A regarder de près ce dégoût de vivre qui s'empare des Algériens,
il y a peut-être de quoi trouver matière à comprendre pourquoi tout le pays
semble tirer vers le bas. Parce que l'on dit aujourd'hui que si trois Algériens
sur quatre aiment leur pays, le quatrième néglige trop «sa» patrie, au point
qu'il n'a jamais les moyens de payer ni loyer, ni l'électricité ni même le gaz,
sauf, peut-être, son mauvais plat quotidien et son flexy
biquotidien. Parce que l'on dit aussi que l'Algérien de Tidda
comme celui du petit village «coincé» là-bas entre Sidi Balak
et Aïn-peut-être, passe au moins huit heures par jour
(plus qu'il ne boulotte !) à parler au téléphone sans que personne ne trouve aucun
mal à deviner sur quoi il pourrait bien «déblatérer» pendant tout ce temps qui
ne veut pas mourir. L'Algérien, seul capable de se parler à lui-même, trouverait
même le moyen de se rendre la vie facile au point de vouloir transporter le
monde sur son dos. Tout vouloir réduire à la taille d'une seule main. Comme
porter tout à la fois (en bandoulière) son garde-robe,
son garde-manger, son poste TV, son frigo, son matelas à ressorts, son bahut à
chemises délavées, ses chaussures usées et même ses chaussettes nippées. Il
voudrait même porter avec lui sa mère sur le dos et sa femme sur la tête. L'Algérien
a un besoin si irrépressible de parler qu'il est capable de dire tout, n'importe
comment, à l'endroit, à l'envers, la bouche pleine, l'estomac vide, dans n'importe
quelle langue, quelle position, avec tous les mots qui lui «transitent» par la
tête. Il faut bien se convaincre que l'Algérien a une soif irrépressible de «se
dire» à l'autre, de montrer sa langue fourchue à tous, son nez bien droit et
ses pieds bien plats. Certains ont même leur manière propre de prouver leur vie
aux autres comme ces jeunes épris d'une nouvelle mode, celle de badigeonner des
graffitis partout sur les murs, juste pour dire son sentiment à l'égard d'un
être aimé, son fiel à en revendre, son rêve d'aller sur la lune, ou carrément
son rejet total et violent d'une société qui le cloue au mur de toutes les
incompréhensions. L'époustouflant succès des opérateurs de ce «machin parlant»

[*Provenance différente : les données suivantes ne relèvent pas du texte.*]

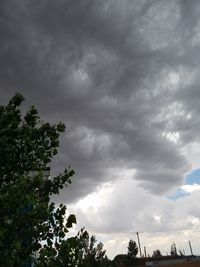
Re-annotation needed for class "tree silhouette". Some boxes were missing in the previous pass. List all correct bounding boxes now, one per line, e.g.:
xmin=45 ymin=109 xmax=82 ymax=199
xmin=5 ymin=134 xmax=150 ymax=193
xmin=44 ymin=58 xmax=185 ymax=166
xmin=152 ymin=249 xmax=162 ymax=258
xmin=0 ymin=93 xmax=76 ymax=267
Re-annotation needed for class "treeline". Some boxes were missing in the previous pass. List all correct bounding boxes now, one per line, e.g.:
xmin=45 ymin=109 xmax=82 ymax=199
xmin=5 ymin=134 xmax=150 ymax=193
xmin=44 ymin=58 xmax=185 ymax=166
xmin=0 ymin=93 xmax=189 ymax=267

en Algérie s'expliquerait aussi par ce «cas particulier» à nous autres
Algériens, celui d'actionner son portable partout et nulle part, dans la rue, sur
le toit d'un moulin à vent, coincé dans un bus ou un taxi, sous la douche, au
boulot, suspendu entre ciel et terre, juste pour demander qu'est-ce qu'il y a à
becqueter à midi, le navet programmé pour la soirée sur l'unique, le temps
qu'il fera demain la veille ou même la date du prochain Muharram.
A nos terribles
désinvoltures, comment faire face sinon que d'opposer ce sésame passe-partout
de «Allah Ghaleb», certainement religion déclarée du
peuple mais pas celle de l'Etat ? Mais l'Etat peut-il être tout le pays, cette gigantesque machine en panne, incapable de faire face
à ses trop nombreuses ornières ?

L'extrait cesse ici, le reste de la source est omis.